# 6-cylinder radial steam engine plans done and uploaded



## crueby

Just finished a new 6-cylinder radial steam engine - my own design, with a 1/2" bore and 1/2" stroke. I've built a number of kit engines (Stuart, PM Research, etc), and this is my first foray into building from scratch. I've always been intrigued by radials, and thought it would make a great project. Turned out well, even with the many many tedious disassembles/reassembles to get it right! 

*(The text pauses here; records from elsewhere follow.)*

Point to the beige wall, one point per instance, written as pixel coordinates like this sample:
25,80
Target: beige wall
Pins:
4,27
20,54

I've drawn up plans for it, and posted it with a build log up in the downloads section (plans are at the end of the log). Thanks to those who replied to my query last week about software to draw plans in, as well as all those posters I've learned from!

Video link:
[ame]http://www.youtube.com/watch?v=oHfb2sPbHPs[/ame]


----------



## cfellows

Crueby,

Your build log and plans are very well done and easy to follow. Thanks for the time and effort to publish this document... very much appreciated!

Chuck


----------



## Ken I

Well done.

Applause for posting plans.

It is much appreciated that you go to so much trouble to share with fellow members.

Ken


----------



## crueby

Ken I  said:
			
		

> Well done.
> 
> Applause for posting plans.
> 
> It is much appreciated that you go to so much trouble to share with fellow members.
> 
> Ken



I've gotten so much great info and ideas from others posts, thought it was time to share back!


----------



## hitandmissman

What a nice looking engine. Thanks for downloading the build and plans. I will put this one on my to build list. Thanks again.


----------



## Maryak

Crueby,

Thank you for your contribution to all of us. :bow: :bow:

Best Regards
Bob


----------



## lathe nut

Crueby, thank you for the great future project, well done and great with all the pictures, really nice to share, now I will have to live a few more hundred years to get this one in, thank again, Lathe Nut


----------



## playerofpawns

That's pretty awesome!
How much could someone buy one for?


----------



## crueby

Plans are free, so material and lathe/mill and your time is all it takes... ;D

I make these for fun, not profit, never considered selling.


----------



## litoweapon619

dam look really nice  were do u get the plans? 
great job man 

-omar


----------



## crueby

Thanks - plans and full build log are in the downloads section of the web site - it is on one of the later pages there.


----------



## h_2103

:bow: It's looks like very good please a need the plans i can't find them can you help me :bow:




			
				crueby  said:
			
		

> Thanks - plans and full build log are in the downloads section of the web site - it is on one of the later pages there.


----------



## Blogwitch

It seems the plans and build sequence are missing from the downloads section.

John


----------



## mzetati

I was interested into reading the build log, no traces of "radial steam" or so in all the 25 pages of the download section.

Marcello


----------



## crueby

mzetati  said:
			
		

> I was interested into reading the build log, no traces of "radial steam" or so in all the 25 pages of the download section.
> 
> Marcello



I just looked -its there on page 21 of the downloads section, titled 6-cylinder radial engine build log.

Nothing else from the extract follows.